Water and Wind

Wind energy uses no water.  It heats no water.  It is a largely unrecognized value of wind in the Great Lakes region, which thinks it has unlimited supply of fresh water.

The Pickering plant had to shut one of its reactors yesterday.  Apparently the warm summer has resulted in an algae bloom that has jammed its intake for water cooling.  They say it will be back on line in a few days.

We take water for granted.  Our nuclear and coal plants are located on Lake Huron, Lake Ontario, Lake Erie and the slow moving St.

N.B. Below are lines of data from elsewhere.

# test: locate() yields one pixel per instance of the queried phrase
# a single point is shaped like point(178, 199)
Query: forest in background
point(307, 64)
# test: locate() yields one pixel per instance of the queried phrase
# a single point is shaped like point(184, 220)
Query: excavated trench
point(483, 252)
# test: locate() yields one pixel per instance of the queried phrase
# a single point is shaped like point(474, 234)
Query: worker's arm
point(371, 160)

Clair River.   We use water from these water bodies to cool the reactors and boilers.  In fact, 2/3 of the energy made by these plants is lost in the cooling process – only 1/3 is turned into usable electricity, and the balance of the heat is sent into the lake.
Lake Superior, an important water source for all of the Lakes, has dropped by 30 cm this year, and is within a few cm of an all time low.  And its surface temperature is 4.7 degrees F higher than it was just decades ago.  Warm water evaporates more quickly, and delays the formation of ice cover.  Ice is crucial to preserving water levels, as winter evaporation, which makes for huge showfalls in places like Barrie and Kincardine, removes a lot of water from the lakes.  This water recharges aquifers, or leaves the Great Lakes water shed, which means it doesn’t return to the Lake in many cases.
Lakes Huron and Michigan are also low.  Great Lakes ships are only filling to 90% of their capacity, as some channels are too low to allow full loads.

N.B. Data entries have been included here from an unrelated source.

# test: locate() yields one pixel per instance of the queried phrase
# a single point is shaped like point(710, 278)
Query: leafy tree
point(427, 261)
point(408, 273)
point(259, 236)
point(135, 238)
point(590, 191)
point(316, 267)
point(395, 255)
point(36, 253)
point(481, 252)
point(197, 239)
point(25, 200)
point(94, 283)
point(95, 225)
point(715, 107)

While the Great Lakes have a normal cycle, where water levels rise and fall, the trend has been down for the upper Great Lakes for 20 years.  There is speculation that climate change may have something to do with it.  More than 1/3 of the increase in carbon dioxide levels in the atmosphere since pre-industrial times has occured in the past 20 years, so the impact of climate change is just beginning to be felt.

It seems to me we need to get more of our energy from sources that don’t use, or don’t heat water.  This may be more important than we know.